What is more, boundaries become important for any self-preserving entity. The entity must ‘know’ what to preserve; the boundaries limit and determine what needs to be preserved by self-replication. This primordial form of ‘selfishness’ is a characteristic of life. The distinction between everything on the inside of a closed boundary and everything outside is a central feature of all biological processes.
Thus the emergence of self-replicating entities in Nature led to:
- reasons to recognize;
- points of view from which to recognize or evaluate; and
- the need to distinguish between ‘here inside’ and ‘the external world.’
The point of view of a modern-day conscious observer is, of course, not identical to, but is a sophisticated descendant of, the primordial points of view of the first self-replicators which divided their worlds into good and bad.
12.9 Concluding Remarks
First an updated (2008) summary of Dyson’s model, and in his own words: ‘The essential idea (regarding the origin of life) is that you separate metabolism from replication. We know modern life has both metabolism and replication, but they’re carried out by separate groups of molecules. Metabolism is carried out by proteins and all kinds of other molecules, and replication is carried out by DNA and RNA. That maybe is a clue to the fact that they started out separate rather than together. So my version of the origin of life is that it started with metabolism only.’

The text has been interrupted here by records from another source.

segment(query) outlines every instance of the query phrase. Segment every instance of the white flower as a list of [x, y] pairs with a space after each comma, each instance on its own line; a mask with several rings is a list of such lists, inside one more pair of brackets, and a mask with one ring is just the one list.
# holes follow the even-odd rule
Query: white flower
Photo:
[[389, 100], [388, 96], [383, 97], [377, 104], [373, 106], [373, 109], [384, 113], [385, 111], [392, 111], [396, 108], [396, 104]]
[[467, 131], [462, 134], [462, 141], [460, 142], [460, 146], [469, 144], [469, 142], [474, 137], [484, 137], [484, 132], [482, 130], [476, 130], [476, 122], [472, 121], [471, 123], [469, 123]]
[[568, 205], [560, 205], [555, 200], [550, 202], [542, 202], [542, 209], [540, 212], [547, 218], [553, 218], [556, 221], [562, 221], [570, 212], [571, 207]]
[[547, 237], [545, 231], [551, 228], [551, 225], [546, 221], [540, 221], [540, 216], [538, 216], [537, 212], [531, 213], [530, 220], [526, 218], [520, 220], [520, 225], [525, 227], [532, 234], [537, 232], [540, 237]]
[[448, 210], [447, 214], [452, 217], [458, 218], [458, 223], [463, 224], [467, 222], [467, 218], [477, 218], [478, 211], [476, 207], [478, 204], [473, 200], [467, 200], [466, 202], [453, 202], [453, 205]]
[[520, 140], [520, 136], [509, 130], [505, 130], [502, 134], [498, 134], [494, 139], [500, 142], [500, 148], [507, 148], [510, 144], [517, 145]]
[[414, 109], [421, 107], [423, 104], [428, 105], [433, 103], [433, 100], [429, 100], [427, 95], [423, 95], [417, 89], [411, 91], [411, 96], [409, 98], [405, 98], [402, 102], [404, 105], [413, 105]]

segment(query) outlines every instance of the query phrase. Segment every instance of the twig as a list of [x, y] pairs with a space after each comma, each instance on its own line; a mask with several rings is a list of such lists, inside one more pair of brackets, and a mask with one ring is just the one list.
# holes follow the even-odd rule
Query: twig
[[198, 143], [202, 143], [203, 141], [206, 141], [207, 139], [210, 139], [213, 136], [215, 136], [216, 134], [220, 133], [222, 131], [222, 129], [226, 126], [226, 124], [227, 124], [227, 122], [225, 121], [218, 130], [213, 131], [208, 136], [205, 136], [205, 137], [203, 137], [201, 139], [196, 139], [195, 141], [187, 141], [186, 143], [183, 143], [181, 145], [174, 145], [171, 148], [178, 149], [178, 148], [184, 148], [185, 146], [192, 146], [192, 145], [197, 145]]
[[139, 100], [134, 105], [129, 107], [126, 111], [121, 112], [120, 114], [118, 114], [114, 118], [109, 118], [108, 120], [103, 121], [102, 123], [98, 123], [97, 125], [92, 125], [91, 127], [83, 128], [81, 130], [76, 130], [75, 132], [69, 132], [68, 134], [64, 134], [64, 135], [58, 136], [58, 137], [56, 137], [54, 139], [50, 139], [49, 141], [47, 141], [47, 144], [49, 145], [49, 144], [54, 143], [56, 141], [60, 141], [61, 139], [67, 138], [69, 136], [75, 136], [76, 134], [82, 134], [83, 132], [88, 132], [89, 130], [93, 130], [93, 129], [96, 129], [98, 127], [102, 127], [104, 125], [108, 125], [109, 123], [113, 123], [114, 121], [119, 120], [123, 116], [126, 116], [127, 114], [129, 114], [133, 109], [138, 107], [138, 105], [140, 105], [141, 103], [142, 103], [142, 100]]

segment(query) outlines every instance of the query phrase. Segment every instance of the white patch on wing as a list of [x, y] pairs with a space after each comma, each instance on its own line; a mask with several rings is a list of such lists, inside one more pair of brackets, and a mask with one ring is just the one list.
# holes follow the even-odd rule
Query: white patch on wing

I mentioned the RNA-world hypothesis in Section 12.6, which is at variance with what Dyson and Kauffman have been emphasizing. I am inclined to agree with Kauffman that the RNA-world hypothesis is probably not a good one because it ignores the minimum-necessary-complexity requirement for a live system to sustain and propagate itself. The tendency for the edge-of-chaos existence of complex adaptive systems (which I shall discuss in Part 14 of this series) is another argument in favour of Dyson’s model, which involves the existence of proteins before RNA emerged.
Following Dennett (1984), I have made an important point in this article that the emergence of self-replicators like RNA and DNA provided the first reason for the evolution of consciousness.
In 1944, Oswald Avery successfully converted one strain or species (the so-called R-strain) of pneumococci bacteria into another (the S-strain) by exposing the R-strain to an extract of the heat-killed S-strain (this extract was shown to consist of pure DNA). In June 2007, Craig Venter announced the results of the work done in his laboratory on genome transplantation. He reported the successful transformation of one type of bacteria into another; the new bacterium was dictated entirely by the transplanted chromosome. In other words, one species became another. We can say that he created life in the form of a new species (without any ‘divine’ intervention). This was an event of enormous significance. Life had been created in the laboratory, even though there was a concomitant annihilation of a different form of life. The next target is to create life starting from ‘scratch’, i.e. by not using any precursors derived from living organisms. I have no doubt that this will happen in the near future. Such is the power of the scientific method we humans have invented and nurtured.